Visibility is no longer a contest of ranking signals – it’s a test of machine comprehension. Dr Lena Ortiz of Insight Labs sums it up –
“In this new environment, visibility comes from teaching the machine who you are and why you are relevant, not from hoping a human will scroll to your link”.
Instead of chasing algorithm updates, we have to treat our websites and content as data inputs that educate AI models about our expertise. That may feel daunting, but it is also liberating.
Marketers who move now can shape how their brands are represented inside the AI layer. Build structured, semantic infrastructure, craft modular, human‑centric answers, monitor where your brand appears and invest in long‑term visibility rather than short‑term clicks.
The discovery layer is still young and those who make themselves retrievable, referenceable and trusted today will own the customer journeys of tomorrow.
Frequently Asked Questions
1. Why doesn’t my brand show up in answers even though I rank on Google?
Because LLMs don’t use rankings – they retrieve structured, schema-rich, and cited content. If your site isn’t machine-readable, it’s invisible.
2. How do I stop AI tools from misrepresenting my company?
Keep third-party data sources (Wikipedia, Wikidata, product listings) accurate and structured. LLMs lean heavily on these references.
3. What does “designing content for retrieval” actually mean?
It means breaking content into modular Q&A blocks, adding schema markup, and writing intent-based headings so models can lift answers directly.
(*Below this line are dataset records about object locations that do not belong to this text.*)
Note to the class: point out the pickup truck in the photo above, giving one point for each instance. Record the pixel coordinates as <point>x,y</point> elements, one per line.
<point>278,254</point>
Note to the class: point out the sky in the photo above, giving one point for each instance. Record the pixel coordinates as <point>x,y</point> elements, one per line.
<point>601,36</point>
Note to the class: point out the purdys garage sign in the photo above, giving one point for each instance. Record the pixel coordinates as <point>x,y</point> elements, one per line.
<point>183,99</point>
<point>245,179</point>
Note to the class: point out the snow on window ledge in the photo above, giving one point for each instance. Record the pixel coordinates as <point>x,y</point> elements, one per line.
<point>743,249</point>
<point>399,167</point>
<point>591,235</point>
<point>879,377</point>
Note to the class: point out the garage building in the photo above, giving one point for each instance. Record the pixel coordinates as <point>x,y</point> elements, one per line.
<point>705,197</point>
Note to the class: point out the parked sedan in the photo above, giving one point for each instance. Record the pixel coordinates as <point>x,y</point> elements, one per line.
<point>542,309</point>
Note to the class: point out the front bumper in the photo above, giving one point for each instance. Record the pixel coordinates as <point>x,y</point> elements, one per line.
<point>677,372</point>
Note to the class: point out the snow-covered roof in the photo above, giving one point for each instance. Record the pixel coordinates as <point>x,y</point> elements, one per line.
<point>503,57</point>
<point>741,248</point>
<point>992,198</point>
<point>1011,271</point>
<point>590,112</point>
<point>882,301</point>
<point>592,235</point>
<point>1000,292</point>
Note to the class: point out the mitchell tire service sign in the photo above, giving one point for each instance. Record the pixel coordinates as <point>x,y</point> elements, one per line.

4. How do I check if traffic from ChatGPT or Perplexity is already hitting my site?
Look for unexplained “Direct” or “Referral” traffic in analytics. Some early tools can detect AI-driven clicks and mentions, but most still only cover part of the picture.
5. Why do persistent reference nodes matter for AI visibility?
Because LLMs keep pulling from durable sources like Wikidata entries, structured PDFs, and schema-marked articles. They become trust anchors across model updates.
6. Should I still target broad keywords like ‘email marketing’?
No. Focus on scenario-based prompts people actually ask AI tools, like “How do I increase email open rates in Outlook?” Those are the queries LLMs prefer to surface.